The 2018 MLS season will start with twenty three teams, of which at least eighteen will be helmed by a non-Hispanic white male. Of the thirteen head coaches with American passports, all are white men. Just three teams; Houston, Dallas, and Atlanta, are led by Hispanic men. The only black coach in the league is NYCFC’s Patrick Vieira, a title he has now held for two seasons.
Before Vieira was hired in November of 2015, MLS had gone three consecutive seasons without a black head coach since the dismissal of Robin Fraser from Chivas USA. And of course, it hardly needs mentioning that no woman has ever coached an MLS team, and virtually none have even operated as part of an MLS technical staff. MLS is at least behind professional leagues in France, Hong Kong, the NBA, and even the NFL in this regard.
Individually, you can justify any of this offseason’s hires. But the larger pattern is quite clear and it’s an embarrassment for “the most diverse league in North America.”
American soccer does not produce enough African-American or Hispanic-American coaches, and it doesn’t reliably hire or elevate the ones that it does produce, like Fraser, Brian Haynes, Ezra Hendrickson, or Hugo Perez. And of course, it does not consider women for roles coaching men.

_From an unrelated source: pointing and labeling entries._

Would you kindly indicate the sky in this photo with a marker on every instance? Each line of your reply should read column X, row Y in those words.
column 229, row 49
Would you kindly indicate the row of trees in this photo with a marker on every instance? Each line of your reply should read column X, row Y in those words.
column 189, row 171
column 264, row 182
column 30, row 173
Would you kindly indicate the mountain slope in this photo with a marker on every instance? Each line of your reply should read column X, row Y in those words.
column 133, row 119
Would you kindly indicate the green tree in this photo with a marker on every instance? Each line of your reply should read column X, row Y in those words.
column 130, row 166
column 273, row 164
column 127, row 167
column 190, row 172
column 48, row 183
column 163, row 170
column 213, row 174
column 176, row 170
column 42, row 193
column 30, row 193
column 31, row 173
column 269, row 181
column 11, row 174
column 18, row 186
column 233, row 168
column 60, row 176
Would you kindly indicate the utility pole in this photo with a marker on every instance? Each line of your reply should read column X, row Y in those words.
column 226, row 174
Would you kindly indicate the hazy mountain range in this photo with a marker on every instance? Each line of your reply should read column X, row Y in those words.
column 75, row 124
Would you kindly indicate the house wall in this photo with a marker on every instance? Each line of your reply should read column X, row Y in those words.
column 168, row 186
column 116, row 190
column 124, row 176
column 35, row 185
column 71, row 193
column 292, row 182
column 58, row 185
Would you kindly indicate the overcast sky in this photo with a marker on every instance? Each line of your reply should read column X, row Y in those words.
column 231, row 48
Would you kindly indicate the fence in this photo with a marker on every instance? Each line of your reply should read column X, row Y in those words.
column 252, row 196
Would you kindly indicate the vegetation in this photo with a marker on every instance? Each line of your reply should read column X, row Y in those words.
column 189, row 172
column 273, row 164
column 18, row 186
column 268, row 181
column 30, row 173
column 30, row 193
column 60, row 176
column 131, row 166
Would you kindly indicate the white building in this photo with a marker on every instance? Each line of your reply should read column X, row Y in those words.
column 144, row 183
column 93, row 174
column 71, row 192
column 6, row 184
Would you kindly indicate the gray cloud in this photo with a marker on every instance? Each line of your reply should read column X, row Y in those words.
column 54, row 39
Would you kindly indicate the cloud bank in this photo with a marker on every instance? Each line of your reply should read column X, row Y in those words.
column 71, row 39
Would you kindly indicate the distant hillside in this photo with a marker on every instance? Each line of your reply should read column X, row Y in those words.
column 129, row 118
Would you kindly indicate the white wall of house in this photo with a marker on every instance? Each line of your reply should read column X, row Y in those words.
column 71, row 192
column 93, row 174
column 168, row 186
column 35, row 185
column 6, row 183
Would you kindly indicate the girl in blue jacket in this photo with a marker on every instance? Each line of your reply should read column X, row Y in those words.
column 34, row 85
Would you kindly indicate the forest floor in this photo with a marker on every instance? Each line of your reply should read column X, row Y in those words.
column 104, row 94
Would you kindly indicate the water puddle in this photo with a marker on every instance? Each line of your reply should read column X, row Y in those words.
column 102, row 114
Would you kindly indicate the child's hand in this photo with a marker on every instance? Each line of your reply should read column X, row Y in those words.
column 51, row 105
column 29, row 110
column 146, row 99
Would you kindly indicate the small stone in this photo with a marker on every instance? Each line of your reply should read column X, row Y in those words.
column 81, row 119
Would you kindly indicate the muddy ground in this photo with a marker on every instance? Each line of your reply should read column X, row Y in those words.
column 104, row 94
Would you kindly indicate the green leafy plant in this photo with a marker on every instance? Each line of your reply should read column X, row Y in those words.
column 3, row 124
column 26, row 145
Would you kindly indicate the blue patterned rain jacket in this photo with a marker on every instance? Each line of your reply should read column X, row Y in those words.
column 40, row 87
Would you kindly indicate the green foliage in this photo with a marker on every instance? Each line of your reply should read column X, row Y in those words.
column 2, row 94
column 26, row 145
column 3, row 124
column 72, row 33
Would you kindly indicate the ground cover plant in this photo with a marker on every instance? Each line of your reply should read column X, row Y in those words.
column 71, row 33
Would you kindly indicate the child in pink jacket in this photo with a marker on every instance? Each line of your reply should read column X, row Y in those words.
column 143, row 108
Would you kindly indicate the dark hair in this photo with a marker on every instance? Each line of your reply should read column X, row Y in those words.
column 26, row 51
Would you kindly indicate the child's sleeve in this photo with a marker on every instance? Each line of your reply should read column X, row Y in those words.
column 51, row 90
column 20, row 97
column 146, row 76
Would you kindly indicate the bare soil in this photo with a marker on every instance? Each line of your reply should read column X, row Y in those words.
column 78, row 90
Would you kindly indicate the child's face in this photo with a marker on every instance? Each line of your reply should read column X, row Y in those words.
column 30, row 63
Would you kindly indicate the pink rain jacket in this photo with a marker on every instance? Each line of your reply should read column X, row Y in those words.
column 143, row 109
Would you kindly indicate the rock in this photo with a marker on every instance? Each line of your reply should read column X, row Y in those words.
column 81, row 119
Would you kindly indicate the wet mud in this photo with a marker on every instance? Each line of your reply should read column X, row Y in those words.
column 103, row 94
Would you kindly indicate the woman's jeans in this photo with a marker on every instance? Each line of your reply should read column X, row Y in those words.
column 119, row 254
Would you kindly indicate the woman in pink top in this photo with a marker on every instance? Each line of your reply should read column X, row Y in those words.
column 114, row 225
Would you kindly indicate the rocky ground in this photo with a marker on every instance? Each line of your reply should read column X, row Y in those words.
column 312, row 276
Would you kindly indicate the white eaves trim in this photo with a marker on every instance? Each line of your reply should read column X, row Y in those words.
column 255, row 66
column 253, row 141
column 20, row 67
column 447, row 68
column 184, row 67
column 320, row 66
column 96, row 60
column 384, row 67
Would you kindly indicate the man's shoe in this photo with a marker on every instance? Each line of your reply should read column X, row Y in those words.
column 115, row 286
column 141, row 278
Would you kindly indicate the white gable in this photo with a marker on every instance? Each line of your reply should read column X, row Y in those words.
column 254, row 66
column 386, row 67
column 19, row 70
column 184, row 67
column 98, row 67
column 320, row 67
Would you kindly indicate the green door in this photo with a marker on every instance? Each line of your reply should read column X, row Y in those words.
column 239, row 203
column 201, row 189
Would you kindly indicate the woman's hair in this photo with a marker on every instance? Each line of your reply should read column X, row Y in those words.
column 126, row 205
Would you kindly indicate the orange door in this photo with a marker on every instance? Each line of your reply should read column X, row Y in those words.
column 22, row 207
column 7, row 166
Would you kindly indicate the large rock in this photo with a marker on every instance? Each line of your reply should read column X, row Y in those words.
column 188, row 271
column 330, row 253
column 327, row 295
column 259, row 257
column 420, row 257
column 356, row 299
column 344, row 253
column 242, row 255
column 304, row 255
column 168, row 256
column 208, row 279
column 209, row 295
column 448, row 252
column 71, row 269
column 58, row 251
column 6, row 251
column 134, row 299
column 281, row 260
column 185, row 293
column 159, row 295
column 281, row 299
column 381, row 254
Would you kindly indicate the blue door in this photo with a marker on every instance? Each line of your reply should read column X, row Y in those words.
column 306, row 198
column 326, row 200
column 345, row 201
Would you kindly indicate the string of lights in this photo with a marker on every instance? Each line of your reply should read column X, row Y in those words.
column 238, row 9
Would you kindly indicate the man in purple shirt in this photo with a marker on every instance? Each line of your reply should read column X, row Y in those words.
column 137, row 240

I’m not going to belabor the point. As a white guy, writing for a website mostly run by other white guys, it’s important to note that there are few corners of American soccer that would not benefit from a stronger emphasis on diversity. This exact article about coaches has been repeatedly written, season after season, for example, here and here. Until MLS, U.S. Soccer, and the larger community recognize this as a problem, and we collectively demand and take meaningful steps to address it, articles like this will continue to be written. I write this one only to mark yet another offseason coaching carousel gone, and yet another batch of opportunities wasted.